Zunächst macht der DAV-Chef darauf aufmerksam, dass bei den Rx-Arzneimitteln ohnehin kein Preisspielraum bestehe: „Das beginnt schon damit, dass die Mehrwertsteueranpassung Verbraucherpreise senken und den Konsum ankurbeln soll, eine preisabhängige Nachfragesteigerung in der Arzneimittelversorgung aber gar nicht gewollt ist.“ Dazu komme, dass die Änderung die Apotheken nicht nur administrativ, sondern tatsächlich auch finanziell zusätzlich belastet, wenn es keine flankierenden Maßnahmen gebe. Und natürlich sei darüber hinaus die Zeit für eine saubere Umsetzung bis 1. Juli knapp.
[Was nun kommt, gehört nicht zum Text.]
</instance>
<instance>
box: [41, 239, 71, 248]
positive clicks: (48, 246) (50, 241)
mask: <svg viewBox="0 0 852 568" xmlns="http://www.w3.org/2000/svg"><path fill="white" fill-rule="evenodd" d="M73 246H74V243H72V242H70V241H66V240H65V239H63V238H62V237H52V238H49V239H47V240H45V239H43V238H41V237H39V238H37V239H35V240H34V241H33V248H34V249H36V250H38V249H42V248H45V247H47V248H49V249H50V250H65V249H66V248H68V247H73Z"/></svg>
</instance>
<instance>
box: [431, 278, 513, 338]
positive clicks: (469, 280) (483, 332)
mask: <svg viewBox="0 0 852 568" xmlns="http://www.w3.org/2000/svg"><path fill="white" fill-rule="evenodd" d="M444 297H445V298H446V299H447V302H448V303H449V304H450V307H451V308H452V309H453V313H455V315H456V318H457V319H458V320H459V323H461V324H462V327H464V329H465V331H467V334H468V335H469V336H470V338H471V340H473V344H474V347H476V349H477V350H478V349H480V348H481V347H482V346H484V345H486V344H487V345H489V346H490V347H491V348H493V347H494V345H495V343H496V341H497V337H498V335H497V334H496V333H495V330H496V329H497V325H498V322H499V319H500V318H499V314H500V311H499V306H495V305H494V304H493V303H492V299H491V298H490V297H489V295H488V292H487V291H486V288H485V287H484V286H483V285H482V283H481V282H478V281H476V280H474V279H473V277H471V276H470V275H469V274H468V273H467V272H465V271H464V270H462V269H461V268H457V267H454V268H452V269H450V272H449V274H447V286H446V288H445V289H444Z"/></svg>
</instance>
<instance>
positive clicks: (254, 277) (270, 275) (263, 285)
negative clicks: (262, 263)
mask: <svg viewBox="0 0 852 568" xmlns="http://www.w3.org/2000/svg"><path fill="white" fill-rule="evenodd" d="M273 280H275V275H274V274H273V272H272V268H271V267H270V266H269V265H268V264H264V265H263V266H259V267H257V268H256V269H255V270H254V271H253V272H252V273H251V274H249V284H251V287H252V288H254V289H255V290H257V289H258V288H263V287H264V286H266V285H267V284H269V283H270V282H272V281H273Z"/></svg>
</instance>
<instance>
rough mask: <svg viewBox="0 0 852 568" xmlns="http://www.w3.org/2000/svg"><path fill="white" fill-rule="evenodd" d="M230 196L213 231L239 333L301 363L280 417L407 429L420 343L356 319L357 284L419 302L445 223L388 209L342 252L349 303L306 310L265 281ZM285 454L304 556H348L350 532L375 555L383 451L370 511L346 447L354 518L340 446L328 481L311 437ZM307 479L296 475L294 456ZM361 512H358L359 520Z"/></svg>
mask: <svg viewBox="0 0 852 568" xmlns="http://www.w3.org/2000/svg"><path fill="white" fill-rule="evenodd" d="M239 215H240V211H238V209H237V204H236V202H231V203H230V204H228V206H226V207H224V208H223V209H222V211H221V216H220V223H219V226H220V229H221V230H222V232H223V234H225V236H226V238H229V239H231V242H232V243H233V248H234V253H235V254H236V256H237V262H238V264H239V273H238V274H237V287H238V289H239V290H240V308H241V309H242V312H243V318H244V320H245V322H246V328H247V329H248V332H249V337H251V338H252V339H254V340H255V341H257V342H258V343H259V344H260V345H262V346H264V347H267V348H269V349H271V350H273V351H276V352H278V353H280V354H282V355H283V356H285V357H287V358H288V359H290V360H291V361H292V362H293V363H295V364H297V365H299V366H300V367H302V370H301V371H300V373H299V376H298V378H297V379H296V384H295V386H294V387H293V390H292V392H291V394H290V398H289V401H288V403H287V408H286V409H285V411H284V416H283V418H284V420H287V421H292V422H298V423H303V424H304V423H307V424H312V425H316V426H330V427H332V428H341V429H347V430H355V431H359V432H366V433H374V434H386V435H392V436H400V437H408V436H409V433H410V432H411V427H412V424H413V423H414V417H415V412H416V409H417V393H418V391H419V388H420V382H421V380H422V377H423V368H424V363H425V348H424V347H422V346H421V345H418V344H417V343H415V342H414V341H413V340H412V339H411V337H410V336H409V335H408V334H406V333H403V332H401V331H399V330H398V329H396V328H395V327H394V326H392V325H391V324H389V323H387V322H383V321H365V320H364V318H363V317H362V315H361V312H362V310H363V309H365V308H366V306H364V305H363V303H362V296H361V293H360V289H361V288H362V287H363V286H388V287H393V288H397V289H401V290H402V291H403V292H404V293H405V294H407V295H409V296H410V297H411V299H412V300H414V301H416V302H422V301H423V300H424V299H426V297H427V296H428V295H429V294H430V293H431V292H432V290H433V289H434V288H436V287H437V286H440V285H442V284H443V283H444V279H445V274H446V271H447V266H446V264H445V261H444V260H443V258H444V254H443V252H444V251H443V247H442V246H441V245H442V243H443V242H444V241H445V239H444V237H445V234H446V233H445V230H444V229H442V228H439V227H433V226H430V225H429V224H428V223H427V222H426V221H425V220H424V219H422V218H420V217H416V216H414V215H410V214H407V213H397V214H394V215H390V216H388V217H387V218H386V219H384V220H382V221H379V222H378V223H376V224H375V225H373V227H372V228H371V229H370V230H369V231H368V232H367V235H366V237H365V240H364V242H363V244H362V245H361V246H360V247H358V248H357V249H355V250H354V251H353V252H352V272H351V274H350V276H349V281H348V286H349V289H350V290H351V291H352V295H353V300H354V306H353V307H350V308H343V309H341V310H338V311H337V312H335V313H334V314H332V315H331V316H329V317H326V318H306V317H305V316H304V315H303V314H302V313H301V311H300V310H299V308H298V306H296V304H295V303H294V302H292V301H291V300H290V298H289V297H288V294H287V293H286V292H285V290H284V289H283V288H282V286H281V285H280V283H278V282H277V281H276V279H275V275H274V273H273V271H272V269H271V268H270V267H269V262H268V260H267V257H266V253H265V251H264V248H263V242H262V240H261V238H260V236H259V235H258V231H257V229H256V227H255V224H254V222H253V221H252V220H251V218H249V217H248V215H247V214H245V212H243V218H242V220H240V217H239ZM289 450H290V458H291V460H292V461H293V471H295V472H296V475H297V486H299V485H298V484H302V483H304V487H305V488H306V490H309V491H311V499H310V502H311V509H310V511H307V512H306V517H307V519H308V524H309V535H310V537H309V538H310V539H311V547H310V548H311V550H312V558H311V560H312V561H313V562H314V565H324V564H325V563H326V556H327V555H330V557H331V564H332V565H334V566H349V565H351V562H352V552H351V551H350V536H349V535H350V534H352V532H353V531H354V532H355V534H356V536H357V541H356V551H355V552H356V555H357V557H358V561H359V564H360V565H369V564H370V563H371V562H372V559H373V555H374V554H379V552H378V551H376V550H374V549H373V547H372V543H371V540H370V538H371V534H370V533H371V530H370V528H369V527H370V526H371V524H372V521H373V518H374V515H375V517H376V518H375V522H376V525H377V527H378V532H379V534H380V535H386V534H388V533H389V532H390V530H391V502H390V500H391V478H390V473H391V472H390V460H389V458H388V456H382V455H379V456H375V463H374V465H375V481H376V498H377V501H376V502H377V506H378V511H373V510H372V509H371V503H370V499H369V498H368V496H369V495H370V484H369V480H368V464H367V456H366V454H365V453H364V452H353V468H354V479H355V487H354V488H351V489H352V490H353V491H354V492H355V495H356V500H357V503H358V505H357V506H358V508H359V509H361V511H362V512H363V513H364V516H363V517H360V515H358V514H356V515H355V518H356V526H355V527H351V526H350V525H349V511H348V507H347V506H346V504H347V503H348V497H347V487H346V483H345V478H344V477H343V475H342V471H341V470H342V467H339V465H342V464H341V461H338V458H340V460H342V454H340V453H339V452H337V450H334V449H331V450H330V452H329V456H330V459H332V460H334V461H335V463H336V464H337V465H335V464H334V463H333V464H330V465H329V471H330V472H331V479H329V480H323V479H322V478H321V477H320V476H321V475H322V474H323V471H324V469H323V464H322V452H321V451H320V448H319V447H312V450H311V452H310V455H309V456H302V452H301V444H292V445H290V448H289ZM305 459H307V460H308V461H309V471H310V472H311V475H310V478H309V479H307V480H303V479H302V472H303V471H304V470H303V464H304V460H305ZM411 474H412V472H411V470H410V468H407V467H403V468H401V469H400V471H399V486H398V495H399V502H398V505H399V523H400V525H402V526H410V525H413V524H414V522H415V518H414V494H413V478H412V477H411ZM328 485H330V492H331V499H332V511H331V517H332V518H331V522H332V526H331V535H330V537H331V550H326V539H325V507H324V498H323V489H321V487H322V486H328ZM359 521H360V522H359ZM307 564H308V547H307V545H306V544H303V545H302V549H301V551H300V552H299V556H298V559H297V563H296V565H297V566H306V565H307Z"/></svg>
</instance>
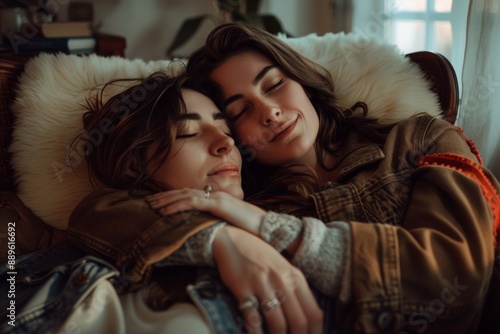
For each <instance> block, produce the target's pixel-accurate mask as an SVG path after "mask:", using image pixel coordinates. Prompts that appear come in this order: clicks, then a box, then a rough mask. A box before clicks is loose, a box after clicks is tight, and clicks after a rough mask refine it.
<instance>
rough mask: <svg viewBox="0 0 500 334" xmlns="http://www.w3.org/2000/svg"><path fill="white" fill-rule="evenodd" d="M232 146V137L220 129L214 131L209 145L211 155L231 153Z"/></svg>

Apotheker seien zwar Unternehmer, die Umsatz- und Gewerbesteuer zahlten, sie seien aber auch freie Heilberufler, deren Arbeit stark durch die Sozialgesetzgebung reguliert sei. „In einem freien Markt bewegen sich die Apotheken nunmal nicht“, so der DAV-Vorsitzende. Bei mehr als 80 Prozent des Umsatzes handele es sich um rezeptpflichtige Arzneimittel, die bundeseinheitlichen Preisen unterlägen, die wiederum größtenteils von den Krankenkassen erstattet würden. Becker: „Hier kann die Apotheke weder ‚Preisvorteile‘ weitergeben, noch ist die Nachfrage preissensibel.“

Dagegen sei der Apothekenabschlag als Rabatt für Krankenkassen mit 1,77 Euro brutto pro Medikament nominal festgelegt. Sinke der Mehrwertsteueranteil an diesem Abschlag, wachse die Nettobelastung der Apotheke, während die Krankenkasse finanziell profitiere. Becker: „Der Effekt macht einen zweistelligen Millionenbetrag im Jahr aus. Gerade nachdem die Apotheken monatelang an der ‚Coronafront‘ geackert haben, ist es bestimmt nicht Ziel der Politik, dass sie im Zuge des Konjunkturprogramms Nachteile erleiden. Hier geht es um einen unbeabsichtigten und unerwünschten Nebeneffekt, den der Gesetzgeber verhindern beziehungsweise ausgleichen kann. Genau dazu sind wir im Gespräch mit der Politik.“

Offenbar hatte niemand in der Hektik der Zusammenstellung des 130 Milliarden Euro schweren Konjunkturpakets den Kassenabschlag im Blick. Vom Bruttopreis führen die Apotheken den Kassenabschlag gemäß § 130 SGB V in Höhe von 1,77 Euro an die Krankenkassen ab. Darin enthalten sind auch 19 Prozent Mehrwertsteuer. Das heißt, das Nettohonorar der Apotheken verringert sich nach Abzug der MwSt um 1,487 Euro. Sinkt der Mehrwertsteuersatz wie jetzt geplant jedoch auf 16 Prozent, verringert der Kassenabschlag den Nettoumsatz auf 1,526 Euro. Pro abgegebenes Arzneimittel und jede Rezeptur erhalten die Apotheken netto 4 Cent weniger.

Bei knapp 760 Millionen Rx-Packungen im Jahr 2019 bedeutet das aufs Jahr gerechnet eine Einbuße von 30,4 Millionen Euro. Die Mehrwertsteuersenkung ist allerdings nur für sechs Monate vorgesehen. Daher halbiert sich dieser „Kollateralschaden“. Nach Abzug des PKV-Rezeptanteils, für den kein Kassenabschlag abgeführt wird, würden die Apotheken somit gut 12 Millionen Euro belastet. Jetzt darf man gespannt sein, wie der „Kollateralschaden“ in der geplanten Mehrwertsteuersenkung ausgebügelt wird.